Indonesia saat ini memang sedikit tertinggal dibandingkan dengan negara tetangga seperti Singapura dan Vietnam yang sudah lebih dulu memiliki Free Trade Agreement (FTA) dengan Uni-Eropa
Perundingan dengan Singapura mulai dilakukan pada tahun 2010 dan disepakati pada tahun 2014, sedangkan perundingan dengan Vietnam telah dilakukan pada tahun 2012 dan disepakati pada 2016.
Namun, sampai saat ini kedua perundingan tersebut belum berlaku sebab Singapura masih menunggu proses ratifikasi, sedangkan Vietnam sudah mencapai proses penandatanganan. Perjanjian Uni-Eropa dengan kedua negara tersebut bersifat komprehensif dan mencakup isu perundingan yang sama dengan IE-CEPA.

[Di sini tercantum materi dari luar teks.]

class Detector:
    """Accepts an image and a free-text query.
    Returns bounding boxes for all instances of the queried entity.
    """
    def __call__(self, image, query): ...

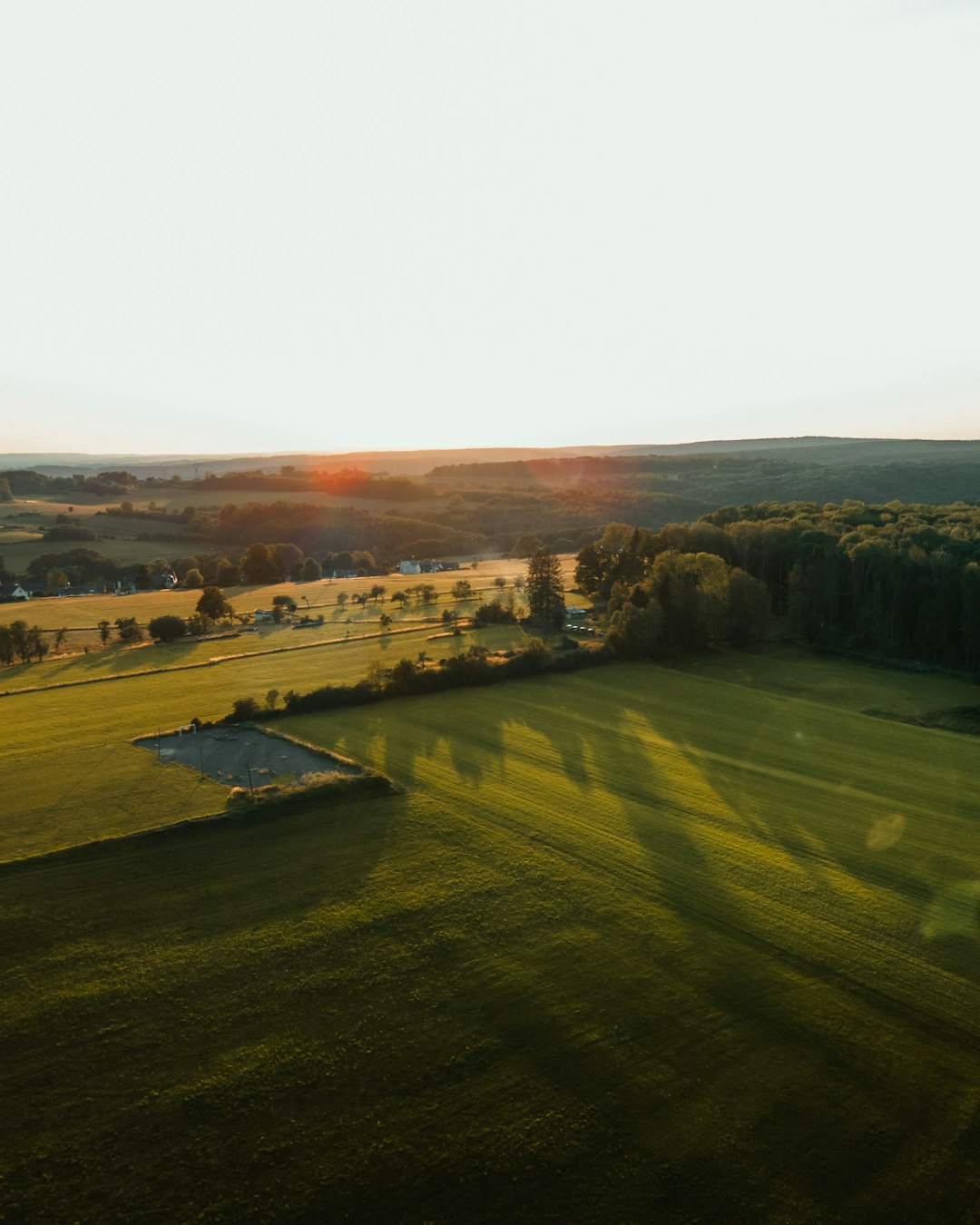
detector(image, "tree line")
[576,500,980,671]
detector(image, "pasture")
[0,652,980,1225]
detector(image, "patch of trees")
[44,523,95,540]
[147,612,188,642]
[230,640,612,723]
[27,549,126,583]
[190,465,433,503]
[576,500,980,671]
[0,621,48,664]
[207,501,479,560]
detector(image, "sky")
[0,0,980,454]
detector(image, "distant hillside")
[0,436,980,480]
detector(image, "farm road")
[0,622,456,699]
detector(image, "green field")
[0,651,980,1225]
[0,561,578,861]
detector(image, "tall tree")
[527,549,564,626]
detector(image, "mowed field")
[0,651,980,1222]
[0,561,578,861]
[0,486,438,573]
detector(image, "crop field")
[0,625,536,861]
[0,648,980,1225]
[0,557,558,632]
[0,487,438,572]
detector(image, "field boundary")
[0,625,468,699]
[0,764,405,878]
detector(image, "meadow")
[0,561,581,861]
[0,650,980,1222]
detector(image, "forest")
[576,500,980,670]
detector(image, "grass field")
[0,652,980,1225]
[0,487,438,573]
[0,563,578,861]
[0,626,536,861]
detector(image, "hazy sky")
[0,0,980,452]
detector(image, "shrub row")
[228,638,615,723]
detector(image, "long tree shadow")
[597,711,970,1211]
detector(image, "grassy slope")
[0,657,980,1221]
[0,626,523,860]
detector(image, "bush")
[228,697,262,723]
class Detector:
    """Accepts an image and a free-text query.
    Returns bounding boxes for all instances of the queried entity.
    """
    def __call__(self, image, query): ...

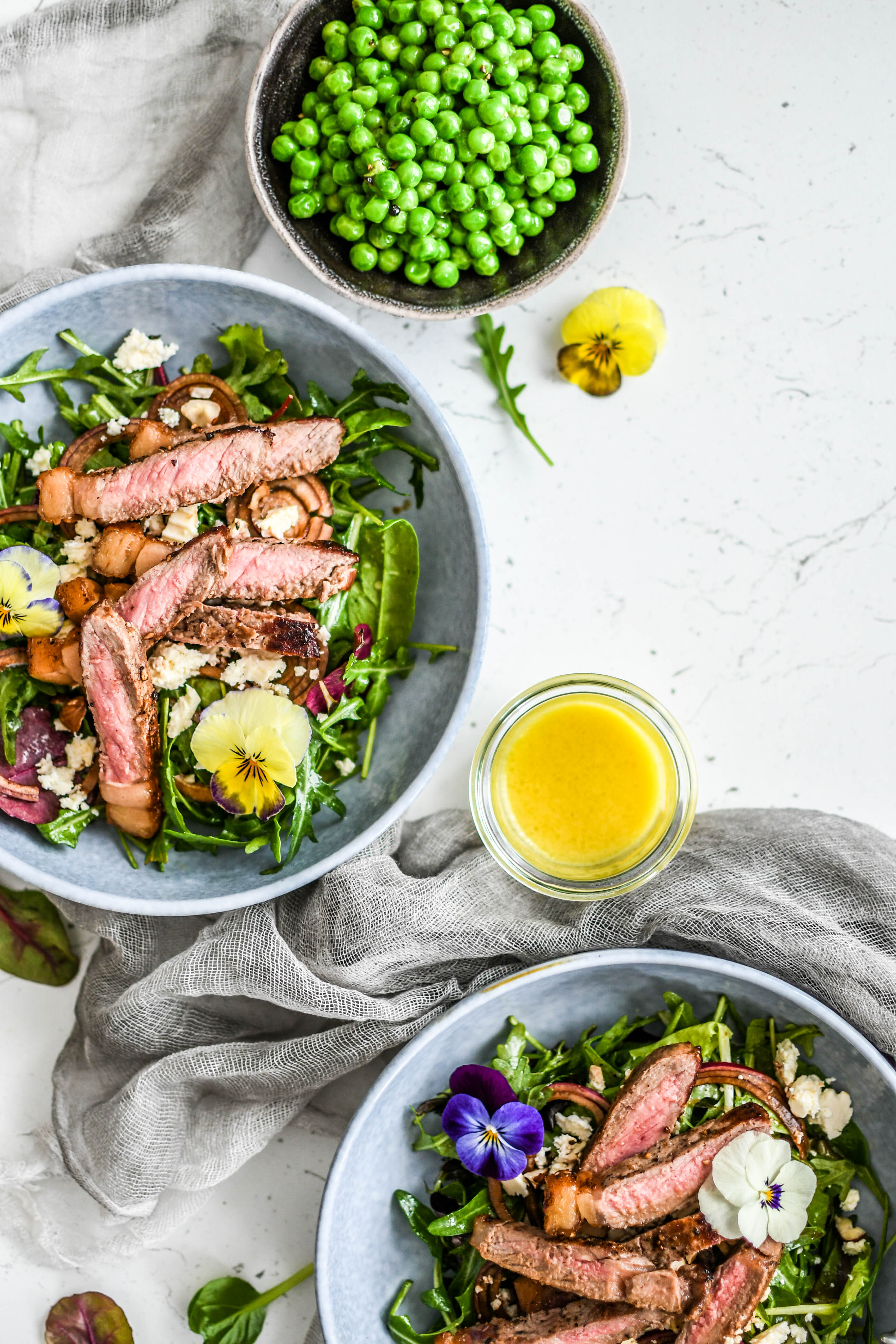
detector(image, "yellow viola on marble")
[557,285,666,397]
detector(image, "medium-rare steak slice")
[544,1102,771,1237]
[579,1044,703,1172]
[38,418,342,523]
[216,537,357,602]
[435,1301,680,1344]
[470,1218,706,1313]
[80,601,161,839]
[118,527,234,645]
[676,1242,782,1344]
[168,606,321,658]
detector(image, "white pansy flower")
[698,1133,817,1246]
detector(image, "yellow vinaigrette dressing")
[490,694,678,882]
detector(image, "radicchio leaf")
[44,1293,134,1344]
[0,887,79,984]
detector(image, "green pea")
[376,247,404,275]
[404,261,431,285]
[570,145,601,172]
[430,261,461,289]
[473,251,501,275]
[567,83,591,117]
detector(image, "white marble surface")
[0,0,896,1344]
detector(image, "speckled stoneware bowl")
[0,266,489,915]
[316,949,896,1344]
[246,0,629,317]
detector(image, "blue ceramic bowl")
[316,949,896,1344]
[0,266,489,915]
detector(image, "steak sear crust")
[579,1044,703,1172]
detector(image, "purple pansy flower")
[442,1064,544,1180]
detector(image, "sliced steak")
[118,524,234,645]
[435,1301,680,1344]
[544,1102,771,1237]
[579,1044,703,1172]
[470,1218,700,1313]
[218,537,357,602]
[677,1243,782,1344]
[80,601,161,839]
[38,418,342,523]
[168,606,321,658]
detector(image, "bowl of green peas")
[246,0,629,319]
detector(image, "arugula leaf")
[474,313,554,466]
[44,1293,134,1344]
[0,887,78,985]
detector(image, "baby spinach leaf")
[0,887,78,985]
[44,1293,134,1344]
[187,1265,314,1344]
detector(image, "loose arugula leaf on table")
[44,1293,134,1344]
[0,887,78,985]
[187,1265,314,1344]
[474,313,554,466]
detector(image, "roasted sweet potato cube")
[56,578,102,624]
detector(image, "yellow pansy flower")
[557,285,666,397]
[0,546,66,640]
[190,691,312,821]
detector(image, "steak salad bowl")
[0,266,488,914]
[316,949,896,1344]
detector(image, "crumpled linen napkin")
[0,810,896,1263]
[0,0,290,311]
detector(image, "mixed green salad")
[0,322,451,872]
[387,992,896,1344]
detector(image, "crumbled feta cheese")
[588,1064,607,1093]
[161,504,199,543]
[775,1036,799,1087]
[222,653,286,687]
[113,327,177,374]
[25,448,52,476]
[180,397,220,429]
[818,1087,853,1138]
[66,733,97,770]
[556,1115,594,1138]
[149,640,208,691]
[168,686,201,741]
[255,504,298,542]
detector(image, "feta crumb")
[588,1064,607,1093]
[556,1115,594,1138]
[775,1036,799,1087]
[255,504,298,542]
[168,686,201,741]
[25,448,52,476]
[222,653,286,687]
[180,398,220,429]
[161,504,199,543]
[149,640,208,691]
[113,327,177,374]
[66,733,97,770]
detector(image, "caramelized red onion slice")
[696,1063,809,1159]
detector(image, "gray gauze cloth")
[4,810,896,1262]
[0,0,289,311]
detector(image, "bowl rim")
[243,0,631,321]
[0,262,490,917]
[314,947,896,1344]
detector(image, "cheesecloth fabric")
[0,810,896,1263]
[0,0,290,311]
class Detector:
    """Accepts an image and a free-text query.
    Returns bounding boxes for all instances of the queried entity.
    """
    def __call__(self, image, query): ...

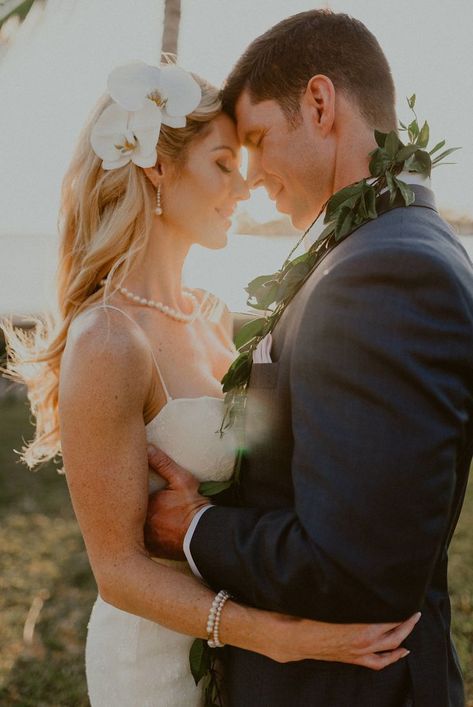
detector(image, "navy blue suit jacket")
[191,187,473,707]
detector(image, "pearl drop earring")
[154,184,163,216]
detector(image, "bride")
[6,64,417,707]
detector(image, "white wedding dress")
[86,305,236,707]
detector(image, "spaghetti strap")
[87,304,172,401]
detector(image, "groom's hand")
[145,445,209,560]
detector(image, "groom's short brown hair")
[222,10,397,130]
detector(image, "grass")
[0,399,473,707]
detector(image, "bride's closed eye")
[217,162,233,174]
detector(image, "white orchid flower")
[108,61,202,128]
[90,100,161,170]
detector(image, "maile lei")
[190,94,458,707]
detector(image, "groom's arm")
[190,246,473,621]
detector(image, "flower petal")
[161,108,186,128]
[102,153,131,170]
[90,103,129,160]
[107,61,161,111]
[129,100,161,153]
[158,65,202,116]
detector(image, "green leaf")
[386,172,397,206]
[235,317,268,349]
[429,140,445,155]
[407,120,419,142]
[384,130,402,160]
[432,147,461,165]
[189,638,210,685]
[417,121,430,147]
[364,185,378,219]
[199,481,232,496]
[409,150,432,177]
[370,148,389,177]
[393,177,416,206]
[374,130,388,147]
[245,273,277,295]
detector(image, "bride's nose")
[234,172,250,201]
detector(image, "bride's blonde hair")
[3,74,221,468]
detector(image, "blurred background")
[0,0,473,707]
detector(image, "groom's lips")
[215,209,233,223]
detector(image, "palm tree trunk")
[162,0,181,56]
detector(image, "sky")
[0,0,473,312]
[179,0,473,217]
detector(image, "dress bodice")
[146,396,237,491]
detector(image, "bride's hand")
[261,613,420,670]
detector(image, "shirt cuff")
[182,503,213,579]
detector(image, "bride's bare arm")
[59,313,415,669]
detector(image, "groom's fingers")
[148,444,198,488]
[355,648,409,670]
[374,612,421,653]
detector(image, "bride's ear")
[142,162,164,187]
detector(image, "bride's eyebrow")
[211,145,236,158]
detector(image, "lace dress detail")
[86,310,236,707]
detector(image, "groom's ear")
[302,74,335,137]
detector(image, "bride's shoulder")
[62,306,149,382]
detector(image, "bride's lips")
[215,209,233,226]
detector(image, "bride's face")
[162,114,249,248]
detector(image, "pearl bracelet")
[207,589,230,648]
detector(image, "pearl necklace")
[100,280,199,324]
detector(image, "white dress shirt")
[183,172,431,579]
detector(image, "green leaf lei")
[190,94,459,707]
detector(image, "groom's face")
[236,91,335,229]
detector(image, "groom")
[148,10,473,707]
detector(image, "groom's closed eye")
[243,130,264,148]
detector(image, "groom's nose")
[246,153,264,189]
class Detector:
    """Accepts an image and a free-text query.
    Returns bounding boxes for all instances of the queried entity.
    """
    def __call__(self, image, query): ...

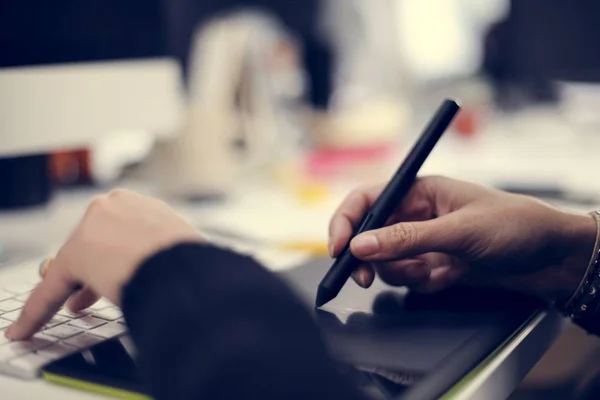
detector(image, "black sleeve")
[122,244,362,400]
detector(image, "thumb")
[350,214,473,261]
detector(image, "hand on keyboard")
[6,190,205,340]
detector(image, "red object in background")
[50,149,92,186]
[452,107,479,137]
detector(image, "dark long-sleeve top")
[122,244,362,400]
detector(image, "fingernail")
[352,235,379,256]
[4,324,14,340]
[357,270,367,288]
[405,264,424,279]
[447,268,463,282]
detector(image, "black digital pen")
[316,100,460,307]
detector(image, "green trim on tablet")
[440,314,539,400]
[42,371,152,400]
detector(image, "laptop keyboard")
[0,282,127,379]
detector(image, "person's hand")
[6,190,204,340]
[329,177,596,301]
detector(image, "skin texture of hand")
[6,190,204,340]
[329,177,596,302]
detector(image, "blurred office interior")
[0,0,600,399]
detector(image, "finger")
[329,185,382,257]
[67,287,100,313]
[6,268,74,340]
[329,177,439,257]
[375,259,431,286]
[352,264,375,289]
[350,211,476,262]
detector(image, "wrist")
[552,214,598,306]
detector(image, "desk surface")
[0,105,600,400]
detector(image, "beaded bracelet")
[561,211,600,323]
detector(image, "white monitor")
[0,57,184,157]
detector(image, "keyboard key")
[0,332,11,346]
[64,332,105,349]
[15,293,31,303]
[33,332,58,343]
[10,353,52,378]
[89,322,127,339]
[0,289,15,301]
[0,318,12,330]
[2,310,21,322]
[89,298,115,311]
[44,315,70,329]
[36,342,78,360]
[0,299,25,312]
[4,283,36,294]
[0,339,52,360]
[44,324,82,339]
[56,308,90,319]
[69,315,106,330]
[92,307,123,321]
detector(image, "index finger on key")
[6,262,75,340]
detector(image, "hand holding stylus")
[329,177,596,300]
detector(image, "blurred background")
[0,0,600,399]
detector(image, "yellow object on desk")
[276,241,329,257]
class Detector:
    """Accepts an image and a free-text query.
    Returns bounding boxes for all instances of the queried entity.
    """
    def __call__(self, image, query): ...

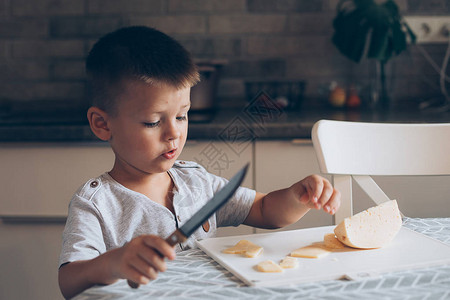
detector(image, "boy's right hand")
[111,235,175,284]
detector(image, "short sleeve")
[59,195,106,266]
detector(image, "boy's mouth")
[162,149,177,159]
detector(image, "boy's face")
[109,81,190,175]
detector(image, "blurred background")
[0,0,450,299]
[0,0,450,119]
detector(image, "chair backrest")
[311,120,450,222]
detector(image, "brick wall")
[0,0,450,111]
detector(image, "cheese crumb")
[256,260,283,273]
[222,240,263,257]
[323,233,345,249]
[280,256,298,269]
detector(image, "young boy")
[59,27,340,298]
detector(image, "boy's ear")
[87,106,111,141]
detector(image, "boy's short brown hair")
[86,26,200,114]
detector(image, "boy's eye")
[144,121,159,128]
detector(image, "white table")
[74,218,450,300]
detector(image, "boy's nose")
[166,122,181,140]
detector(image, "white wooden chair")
[311,120,450,224]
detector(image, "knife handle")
[127,229,187,289]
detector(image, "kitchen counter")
[0,107,450,142]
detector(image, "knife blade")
[127,163,249,289]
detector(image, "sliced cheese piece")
[323,233,345,249]
[222,240,263,257]
[280,256,298,269]
[290,246,331,258]
[334,200,402,249]
[256,260,283,273]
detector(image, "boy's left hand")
[297,175,341,215]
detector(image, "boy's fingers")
[130,253,158,282]
[144,236,175,260]
[318,180,334,207]
[139,248,166,272]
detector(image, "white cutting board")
[197,226,450,286]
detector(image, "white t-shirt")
[59,161,256,266]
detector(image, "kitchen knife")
[128,163,249,289]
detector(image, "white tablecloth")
[75,218,450,300]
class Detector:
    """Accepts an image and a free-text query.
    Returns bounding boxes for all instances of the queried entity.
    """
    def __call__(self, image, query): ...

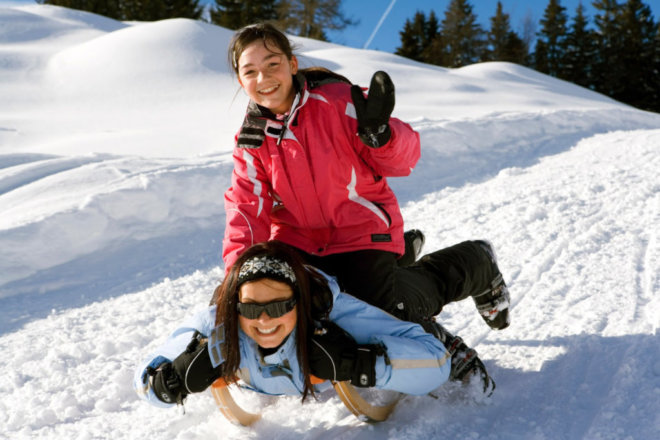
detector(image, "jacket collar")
[236,72,309,148]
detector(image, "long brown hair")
[213,241,327,401]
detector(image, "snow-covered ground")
[0,5,660,440]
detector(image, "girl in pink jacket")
[223,24,509,396]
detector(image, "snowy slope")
[0,5,660,440]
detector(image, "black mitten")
[351,71,394,148]
[149,332,222,403]
[309,321,385,387]
[147,362,187,404]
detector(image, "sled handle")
[332,381,401,423]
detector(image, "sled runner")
[211,379,401,426]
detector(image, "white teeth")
[259,86,279,94]
[257,327,277,335]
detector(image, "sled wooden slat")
[211,379,261,426]
[333,382,399,423]
[211,379,400,426]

Data Kementerian Perdagangan menunjukan kawasan Uni-Eropa saat ini masih merupakan negara tujuan ekspor terbesar ke enam dengan nilai perdagangan sebesar US$ 16,2 miliar dan negara eksportir terbesar ke Indonesia dengan nilai sebesar US$ 11,2 miliar. Selama lima tahun terakhir, neraca perdagangan kedua segmen tersebut menunjukkan surplus bagi Indonesia, sedangkan nilai investasi Uni-Eropa di Indonesia baru mencapai nilai US$ 2,8 miliar.